Students delve into New Orleans' Irish history

Laura Kelley's Hidden History of New Orleans course is uncovering the story of the city using its Irish roots as a roadmap. As her students learn, community resources such as the St. Alphonsus Art and Cultural Center are receiving much-needed assistance.

Historian Laura Kelley is a scholar of the Irish immigration to New Orleans. For her service-learning class, students researched neighborhood life around the St. Alphonsus Art and Cultural Center, formerly a Catholic church. (Photo by Paula Burch-Celentano)

The cultural center was formerly a historic church in the Irish Channel neighborhood of New Orleans.

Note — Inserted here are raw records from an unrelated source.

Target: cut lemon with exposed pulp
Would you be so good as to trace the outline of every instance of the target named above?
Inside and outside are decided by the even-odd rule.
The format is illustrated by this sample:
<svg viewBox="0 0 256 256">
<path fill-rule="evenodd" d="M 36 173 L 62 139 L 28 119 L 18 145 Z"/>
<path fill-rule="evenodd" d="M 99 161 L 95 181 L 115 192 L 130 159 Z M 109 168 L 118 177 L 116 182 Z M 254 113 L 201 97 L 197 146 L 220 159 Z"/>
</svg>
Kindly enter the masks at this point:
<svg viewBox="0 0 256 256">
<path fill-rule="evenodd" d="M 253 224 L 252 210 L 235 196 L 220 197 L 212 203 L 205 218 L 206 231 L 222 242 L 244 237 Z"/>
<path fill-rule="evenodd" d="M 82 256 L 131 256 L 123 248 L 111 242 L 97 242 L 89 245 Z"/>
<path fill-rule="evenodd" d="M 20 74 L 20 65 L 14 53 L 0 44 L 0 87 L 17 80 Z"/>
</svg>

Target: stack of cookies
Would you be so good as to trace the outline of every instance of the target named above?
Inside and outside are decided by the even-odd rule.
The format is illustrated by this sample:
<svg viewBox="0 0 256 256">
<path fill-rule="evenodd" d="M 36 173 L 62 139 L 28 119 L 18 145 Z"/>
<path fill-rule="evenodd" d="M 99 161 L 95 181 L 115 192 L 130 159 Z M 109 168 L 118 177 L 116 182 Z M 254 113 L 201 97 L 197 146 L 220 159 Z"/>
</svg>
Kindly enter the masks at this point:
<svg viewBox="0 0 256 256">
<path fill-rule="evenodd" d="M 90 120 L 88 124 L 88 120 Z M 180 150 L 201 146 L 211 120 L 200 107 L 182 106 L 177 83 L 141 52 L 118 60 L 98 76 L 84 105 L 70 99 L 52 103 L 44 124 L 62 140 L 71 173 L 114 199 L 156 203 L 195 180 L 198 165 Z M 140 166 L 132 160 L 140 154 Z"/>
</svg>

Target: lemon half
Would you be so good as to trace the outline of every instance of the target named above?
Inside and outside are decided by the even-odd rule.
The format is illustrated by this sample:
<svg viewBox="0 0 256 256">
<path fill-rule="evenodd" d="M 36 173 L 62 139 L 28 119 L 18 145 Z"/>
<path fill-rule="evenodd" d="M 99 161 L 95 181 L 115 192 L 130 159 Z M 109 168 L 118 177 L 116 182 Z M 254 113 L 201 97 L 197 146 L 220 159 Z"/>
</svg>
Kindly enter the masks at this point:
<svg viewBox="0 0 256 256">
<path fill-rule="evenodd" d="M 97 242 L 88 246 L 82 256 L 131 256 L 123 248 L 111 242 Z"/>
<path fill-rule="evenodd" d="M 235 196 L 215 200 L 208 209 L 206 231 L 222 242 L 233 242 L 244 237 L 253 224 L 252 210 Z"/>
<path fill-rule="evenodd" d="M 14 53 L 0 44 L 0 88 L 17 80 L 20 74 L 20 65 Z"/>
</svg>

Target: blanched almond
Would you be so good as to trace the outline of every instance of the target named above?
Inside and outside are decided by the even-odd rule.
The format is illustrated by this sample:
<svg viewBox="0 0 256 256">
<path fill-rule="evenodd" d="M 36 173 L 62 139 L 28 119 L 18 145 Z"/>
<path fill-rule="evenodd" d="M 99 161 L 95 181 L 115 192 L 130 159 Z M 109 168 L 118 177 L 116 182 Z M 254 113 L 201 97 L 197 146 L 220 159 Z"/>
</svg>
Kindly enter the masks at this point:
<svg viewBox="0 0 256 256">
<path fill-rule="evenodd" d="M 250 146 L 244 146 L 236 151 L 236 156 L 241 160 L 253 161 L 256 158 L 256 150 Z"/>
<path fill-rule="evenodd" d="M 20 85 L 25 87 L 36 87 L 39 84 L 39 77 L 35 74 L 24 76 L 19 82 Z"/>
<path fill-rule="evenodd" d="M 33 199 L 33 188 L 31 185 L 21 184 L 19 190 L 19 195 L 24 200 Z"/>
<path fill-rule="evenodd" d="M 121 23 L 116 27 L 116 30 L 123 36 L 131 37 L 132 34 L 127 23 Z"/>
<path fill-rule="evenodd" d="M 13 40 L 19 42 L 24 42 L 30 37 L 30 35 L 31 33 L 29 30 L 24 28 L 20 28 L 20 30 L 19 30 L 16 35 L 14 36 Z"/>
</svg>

“I approached St. Alphonsus and found that they have a small archive that they needed help organizing,” says Kelley, an adjunct assistant professor in the Tulane Department of History and creator of the Hidden History service-learning course. “My students worked to uncover the nature of the Irish Channel neighborhood where the church is located, and they were able to uncover who lived and worked there.”

Kelley, a scholar on Irish heritage in New Orleans, says that her students not only assisted in organizing the church's records, but also gathered new information that will be made available to anyone interested in the subject.

Along with determining the demographics of the former Irish-immigrant neighborhood, students researched the histories of a local orphanage and local parochial schools, as well as the accounting records of the church. One group of students created a video consisting of oral histories collected from the neighborhood.

“These are the reasons I love service learning,” says Kelley. “Students are out mingling with the community, and their work doesn't just end after the semester. Those bits of information will continue being there for future researchers to build on.”

The Hidden History of New Orleans course was offered for the first time in the fall 2011 semester.